As mulheres de Taracuá sonham em ver sua associação com sede própria, onde possam ter uma pequena loja e mostruário da cerâmica. No distrito, onde hoje vivem aproximadamente 400 pessoas, circulam muitos profissionais que atuam na região, como educadores, médicos, enfermeiros, antropólogos e outros. Taracuá integra o chamado triângulo Tukano, composto também pelos distritos de Iauaretê, no Alto Uaupés, e Pari-Cachoeira, no Rio Tiquié, região estratégica no Noroeste Amazônico.

Sebastião Duarte, o Sabá, liderança tradicional Tukano de Taracuá, é filho de uma das mais destacadas ceramistas do distrito, Anita Lemos, já falecida. Dona Anita, do povo Arapaso, foi uma incentivadora da produção de cerâmica em Taracuá. Duarte esteve presente na Assembleia da AMIRT junto com sua esposa ceramista, Clara, e da filha, Larissa Duarte, que também integra a associação e faz parte da rede de Agentes Indígenas de Manejo (AIMAS). "É importante que os jovens tenham alternativa de renda para que fiquem na comunidade. Os que saem para estudar fora devem voltar para cá trazendo os conhecimentos que aprenderam para somar com os nossos saberes", conclui Duarte.

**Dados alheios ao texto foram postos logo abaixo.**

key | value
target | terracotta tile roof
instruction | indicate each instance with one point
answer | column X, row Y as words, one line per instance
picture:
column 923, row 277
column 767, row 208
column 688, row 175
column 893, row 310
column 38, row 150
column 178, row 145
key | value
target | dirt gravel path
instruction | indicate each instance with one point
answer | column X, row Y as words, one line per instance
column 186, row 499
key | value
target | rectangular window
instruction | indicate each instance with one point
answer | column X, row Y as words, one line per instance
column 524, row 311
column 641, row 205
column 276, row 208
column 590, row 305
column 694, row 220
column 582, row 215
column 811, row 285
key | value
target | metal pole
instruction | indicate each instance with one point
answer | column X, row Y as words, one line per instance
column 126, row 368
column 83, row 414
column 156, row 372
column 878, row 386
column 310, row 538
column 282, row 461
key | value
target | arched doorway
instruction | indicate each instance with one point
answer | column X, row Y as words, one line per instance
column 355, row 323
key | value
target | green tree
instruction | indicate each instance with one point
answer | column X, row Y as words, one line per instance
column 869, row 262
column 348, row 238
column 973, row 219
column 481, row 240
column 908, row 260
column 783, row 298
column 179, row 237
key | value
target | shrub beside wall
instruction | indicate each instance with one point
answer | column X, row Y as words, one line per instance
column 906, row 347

Oportunidades para jovens e mulheres

Os departamentos de Mulheres e da Juventude da Federação das Organizações Indígenas do Rio Negro (Foirn) também estiveram presentes à Assembleia. Lucas Matos, do povo Tariano, coordenador de juventude, ressaltou as oportunidades geradas pela Amirt aos jovens. "Precisamos participar dos trabalhos das associações e dos projetos comunitários para aproveitar as chances que temos de aprender mais, conhecer novas pessoas e nos destacar". Já Janete Alves, Desana, parabenizou os esforços feitos pelas ceramistas da região de Taracuá no sentido de comercializar sua cerâmica na Wariró (loja de artesanato indígena do Rio Negro da Foirn localizada na sede de São Gabriel da Cachoeira) e para outros clientes, como a Galeria Amazônica, em Manaus. "Apoiamos as atividades da Amirt e sabemos do grande potencial que a associação possui para se desenvolver", disse Janete.

As diretoras da Amirt vem participando das formações dadas pela Foirn em parceria com o ISA no sentido de fortalecer a autonomia das associações de base, como a primeira formação sobre o novo Marco Regulatório da Sociedade Civil (MROSC - lei 13.019 - 2014). A legislação trata do estabelecimento do regime jurídico das parcerias entre a administração pública e as organizações da sociedade civil. Através dessas formações, a diretoria recebeu também consultoria jurídica para atualização de seu estatuto. Esse projeto de fortalecimento da autonomia dos povos indígenas do rio Negro na implementação de políticas públicas através do Novo Marco Regulatório da Sociedade Civil é apoiado pela União Europeia (UE).